At the heart of influence
If I ask you the question, who or what influences you? How would you answer? Take 5 minutes and try for yourself. Read further when you are ready.
Maybe a few responses you considered included:
- The people around you: your parents, family, your partner, friends, relatives, or colleagues.
- Your experiences, your education, your past.
- External stimuli: social media, music, TV, books, movies, documentaries.
- With a larger scope, you might have said: society, technology, politics, or religion.
- On a totally different scale, you might have answered: your current mood, the life events you are going through, or maybe even maybe the weather.
And you would be right. But only to a certain degree—I’m going to talk about that later.
Now, if I gave you 10 more minutes, chances are you would just extend the list. It is common for the mind to search for influences as something external that has an impact upon us. We find this in the etymology of the word influence itself.
These definitions bring the idea that external inputs (like stars) act upon us. And that somehow we are passive when it comes to being influenced.
A new definition
I would like to take a different approach to the initial question. What if the answer was not a list, but only one element: you.
You are influencing yourself above all else. Why? Because you chose to believe what certain people say, you chose to read some books over others, you chose to develop trust even when it’s hard, you chose to spend time reflecting on and learning from your mistakes rather than blaming others or luck. You chose to push your own limits to reach your goals, rather than refreshing your Facebook feed.
Accepting that you are at the essence of your influence as an answer opens a door to infinite possibilities for your life. You are the only person that is able to better influence yourself. You can make the decision to set up an environment that will help influence yourself towards becoming the best possible version of yourself and cultivating the life you want.
For example, maybe you know that you will never leave your job to go on a six-month trip around the world, but inside you crave it and are just waiting for an external event to make it happen. If you go about it like this, it might never end up happening. Now, what if you read books about traveling, you start speaking with people that did a world tour, and write on the mirror where you daily brush your teeth: “Travel is the only thing you buy that makes you richer.” Odds are, you will start gaining momentum towards your goal.
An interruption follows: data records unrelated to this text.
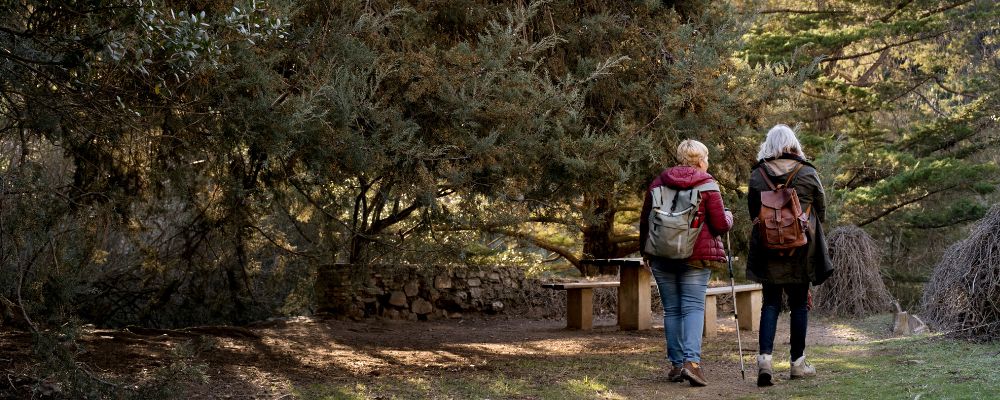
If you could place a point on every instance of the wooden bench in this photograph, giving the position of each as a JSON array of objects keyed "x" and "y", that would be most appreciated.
[
  {"x": 580, "y": 304},
  {"x": 580, "y": 301}
]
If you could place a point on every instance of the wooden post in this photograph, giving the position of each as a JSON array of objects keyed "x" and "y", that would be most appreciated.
[
  {"x": 710, "y": 316},
  {"x": 748, "y": 309},
  {"x": 634, "y": 312},
  {"x": 580, "y": 308}
]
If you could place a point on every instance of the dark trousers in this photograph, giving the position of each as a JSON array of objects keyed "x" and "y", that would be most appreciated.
[{"x": 798, "y": 294}]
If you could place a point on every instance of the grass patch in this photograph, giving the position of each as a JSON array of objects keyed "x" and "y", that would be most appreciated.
[
  {"x": 873, "y": 366},
  {"x": 931, "y": 367}
]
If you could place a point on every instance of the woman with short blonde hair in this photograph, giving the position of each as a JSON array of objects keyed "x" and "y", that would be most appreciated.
[
  {"x": 682, "y": 282},
  {"x": 692, "y": 153}
]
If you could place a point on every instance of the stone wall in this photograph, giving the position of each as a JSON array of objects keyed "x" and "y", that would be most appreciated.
[{"x": 432, "y": 292}]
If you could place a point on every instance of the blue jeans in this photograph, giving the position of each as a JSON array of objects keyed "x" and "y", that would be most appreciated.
[
  {"x": 798, "y": 294},
  {"x": 682, "y": 292}
]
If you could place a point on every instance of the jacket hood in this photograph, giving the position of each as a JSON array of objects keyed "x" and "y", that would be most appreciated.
[{"x": 681, "y": 177}]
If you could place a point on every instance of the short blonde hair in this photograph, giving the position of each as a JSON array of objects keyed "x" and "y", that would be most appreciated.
[
  {"x": 780, "y": 139},
  {"x": 692, "y": 152}
]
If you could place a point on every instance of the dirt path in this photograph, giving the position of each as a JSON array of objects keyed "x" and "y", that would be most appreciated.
[{"x": 304, "y": 351}]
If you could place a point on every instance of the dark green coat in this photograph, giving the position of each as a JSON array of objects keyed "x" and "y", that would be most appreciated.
[{"x": 811, "y": 263}]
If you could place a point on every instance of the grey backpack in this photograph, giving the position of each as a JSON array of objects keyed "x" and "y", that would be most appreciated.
[{"x": 673, "y": 228}]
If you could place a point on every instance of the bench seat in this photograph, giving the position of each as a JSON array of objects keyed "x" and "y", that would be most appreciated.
[{"x": 580, "y": 304}]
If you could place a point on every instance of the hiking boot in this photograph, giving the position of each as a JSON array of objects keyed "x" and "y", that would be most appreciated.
[
  {"x": 692, "y": 372},
  {"x": 764, "y": 370},
  {"x": 802, "y": 369},
  {"x": 675, "y": 374}
]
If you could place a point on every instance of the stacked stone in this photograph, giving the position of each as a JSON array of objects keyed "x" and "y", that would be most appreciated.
[{"x": 419, "y": 293}]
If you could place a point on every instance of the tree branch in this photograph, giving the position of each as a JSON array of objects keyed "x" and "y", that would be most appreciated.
[
  {"x": 944, "y": 8},
  {"x": 792, "y": 11},
  {"x": 886, "y": 47},
  {"x": 542, "y": 243},
  {"x": 892, "y": 209}
]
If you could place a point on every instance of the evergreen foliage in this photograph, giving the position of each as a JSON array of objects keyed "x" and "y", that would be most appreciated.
[{"x": 901, "y": 112}]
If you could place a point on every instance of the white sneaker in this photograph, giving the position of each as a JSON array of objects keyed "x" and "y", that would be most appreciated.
[
  {"x": 764, "y": 370},
  {"x": 802, "y": 369}
]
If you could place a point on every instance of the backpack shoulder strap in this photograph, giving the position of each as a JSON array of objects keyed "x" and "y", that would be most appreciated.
[
  {"x": 711, "y": 186},
  {"x": 766, "y": 179}
]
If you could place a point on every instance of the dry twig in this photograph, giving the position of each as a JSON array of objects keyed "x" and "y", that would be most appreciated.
[
  {"x": 856, "y": 287},
  {"x": 961, "y": 297}
]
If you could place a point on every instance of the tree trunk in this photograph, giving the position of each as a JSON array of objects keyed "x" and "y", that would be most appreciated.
[{"x": 597, "y": 234}]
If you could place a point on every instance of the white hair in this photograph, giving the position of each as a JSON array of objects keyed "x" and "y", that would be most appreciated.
[{"x": 780, "y": 139}]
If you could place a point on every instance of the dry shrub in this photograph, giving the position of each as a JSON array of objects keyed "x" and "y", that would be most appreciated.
[
  {"x": 856, "y": 287},
  {"x": 963, "y": 295}
]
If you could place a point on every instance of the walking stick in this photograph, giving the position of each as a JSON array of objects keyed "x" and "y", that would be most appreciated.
[{"x": 732, "y": 286}]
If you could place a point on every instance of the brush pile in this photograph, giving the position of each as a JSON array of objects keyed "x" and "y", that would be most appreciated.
[
  {"x": 963, "y": 295},
  {"x": 856, "y": 288}
]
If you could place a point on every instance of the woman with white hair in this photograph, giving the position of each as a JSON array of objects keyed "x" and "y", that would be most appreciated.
[
  {"x": 781, "y": 161},
  {"x": 682, "y": 282}
]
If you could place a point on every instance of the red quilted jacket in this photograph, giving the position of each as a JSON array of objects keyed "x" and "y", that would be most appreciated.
[{"x": 708, "y": 247}]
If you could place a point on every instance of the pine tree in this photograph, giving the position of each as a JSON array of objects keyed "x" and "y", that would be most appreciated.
[{"x": 900, "y": 113}]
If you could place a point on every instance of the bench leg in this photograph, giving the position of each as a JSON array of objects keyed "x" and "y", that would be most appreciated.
[
  {"x": 634, "y": 312},
  {"x": 580, "y": 308},
  {"x": 748, "y": 308},
  {"x": 710, "y": 316}
]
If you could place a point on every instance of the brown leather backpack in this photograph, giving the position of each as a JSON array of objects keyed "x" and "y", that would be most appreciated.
[{"x": 781, "y": 221}]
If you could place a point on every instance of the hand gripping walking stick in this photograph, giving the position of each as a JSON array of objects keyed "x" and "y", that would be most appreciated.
[{"x": 732, "y": 286}]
Same goes for everything. If you want to change your career, start speaking with people who work in your desired field, read about new trends in this field and learn more about what the positions entail.
You can influence yourself to change your bad habits, reach your goals, achieve your dreams, or just become a better person. You can learn to exceed your limits without anything external because this approach relies on only one element: yourself. All the bad excuses, all the external elements you lean on to justify your passive behavior—these no longer have a place under the new definition.
Turning the question on its head
To conclude, I would like to come back to the original question and ask instead: who do you influence?
Developing good influences for yourself might end-up empowering the people around you, and helping them to adopt good new habits as well.
Sharing, giving, or even just advising someone to read a book can have a greater impact than you may think —regardless of how the stars align for that person.